Features

September 28, 2006

Goodbye to All That

Old Joy, The Last Kiss and the farewell to friendship

By Karen Wilson


Friends forever? (L-R) Jacinda Barrett and Zach Braff in The Last Kiss; Daniel London and Will Oldham in Old Joy (Photos: Paramount Pictures / Kino International)

Scheduling two movies back to back doesn't necessarily mean you'll see anything similar in them, but sometimes a coincidental double feature can provide surprising connections. Their New York release dates (and my screening calendar) ended up pairing in my mind Kelly Reichardt's excellent second feature Old Joy and the Zach Braff romantic dramedy, The Last Kiss, even though before their screenings they couldn't have seemed more different. While their visual and emotional tones aren't the same--the former is an art house independent, the latter a by-the-book studio picture--they are, in a way, both anti-comedies, not about the process of falling in love and getting married, but the everyday business of two people staying together. In fact, the moments when these movies really work are in the seemingly throwaway scenes, the ones showing the way couples build their private twosomes and exclude their platonic friends.

Old Joy opens with a silent couple puttering around their Portland home and the telephone ringing. On the other end of the line, Mark's friend Kurt proposes a two-day road trip into the surrounding mountains to visit a hot spring. But before Mark can agree to the trip, he tells Kurt's disembodied voice that he first has to check with his wife Tanya, her pregnant frame hovering next to him. This ordinary act of deferment results in one of those awkwardly real fights that directors like John Cassavetes or Mike Leigh have occasionally captured on film, as actors Daniel London and Tanya Smith debate (in the terse language of two people who know each other's motives all too well) whether Mark will go or not. It's a moment that's incredibly cutting in its banality, and it comes mere moments into the film.

And while Tanya doesn't reappear physically on screen, her presence hangs spectrally throughout Mark and Kurt's trip; later, whenever she calls Mark to check in, his hushed whispering into his cell phone instantly undercuts any bond the two old friends might be forming.
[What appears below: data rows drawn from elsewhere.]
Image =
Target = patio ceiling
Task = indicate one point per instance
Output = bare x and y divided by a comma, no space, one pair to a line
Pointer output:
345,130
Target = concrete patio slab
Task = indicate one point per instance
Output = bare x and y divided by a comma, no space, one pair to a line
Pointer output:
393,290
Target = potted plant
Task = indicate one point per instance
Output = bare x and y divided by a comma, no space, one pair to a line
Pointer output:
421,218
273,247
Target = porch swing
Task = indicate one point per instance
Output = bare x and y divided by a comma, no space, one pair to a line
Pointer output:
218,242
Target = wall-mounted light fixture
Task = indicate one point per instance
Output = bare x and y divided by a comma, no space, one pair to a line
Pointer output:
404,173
Even though it's never spoken aloud between them, it seems to be a rekindling of their connection that Kurt is seeking on their trip into the woods. But in the movie's final mournful scenes--when Mark disappears homeward and Kurt is alone again on Portland's nighttime streets--it's clear that it is not to be. Although the characters don't explictly state it as either the question at hand or the point of their trip, Mark is choosing the bond with Tanya over his with Kurt.
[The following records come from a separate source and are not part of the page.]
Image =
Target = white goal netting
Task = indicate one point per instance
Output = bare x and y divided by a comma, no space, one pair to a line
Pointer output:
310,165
The Last Kiss mirrors this schism but possesses but a fraction of Old Joy's emotional subtlety. Braff and his childhood friends are pushing 30 in suburban Wisconsin and their dramatic arc comprises fearing settling down and then finally (sort of) dealing with that fear. It's a simplistic plot, to say the least. But the ways in which the movie almost accidentally shows the two main characters bonding, breaking apart and reconciling are quite similar to Old Joy. Like Tanya and Mark, Michael (Braff) and his girlfriend Jenna (Jacinda Barrett) are expecting a baby, and Jenna is anxious for Michael to settle into their home life. In a number of sweet scenes, Jenna and Michael act out the rituals of couplehood--sharing a two-seated couch by companionably draping their bodies over each other, or bickering in the doorway to the bathroom as someone brushes their teeth.
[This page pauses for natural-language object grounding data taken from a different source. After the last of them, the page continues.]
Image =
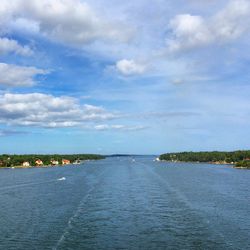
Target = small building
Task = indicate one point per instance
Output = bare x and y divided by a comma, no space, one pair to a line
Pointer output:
54,162
26,164
38,162
65,162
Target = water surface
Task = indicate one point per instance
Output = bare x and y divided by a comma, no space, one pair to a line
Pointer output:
121,203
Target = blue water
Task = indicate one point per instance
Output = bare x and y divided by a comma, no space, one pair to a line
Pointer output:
118,203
Then, however, a rift forms between Michael and Jenna after he dabbles with a flirtatious co-ed. Interestingly, the way Michael finally wins Jenna back in the film's end is not with some grand scheme concocted with his buddies, perhaps involving running through airports with flowers in hand, but by camping out alone on their porch until she'll let him back in. His solitary humiliation, with only a thin blanket to protect him from a torrential down pour, is what finally wins over Jenna. In the simplest terms, he has shown her in a physical way that it's their bond that really matters. Turning away from previously paramount platonic friendships, whether on the trail or at the bachelor party, for favor of the binding of the romantic twosomes are these movies' corresponding happy endings.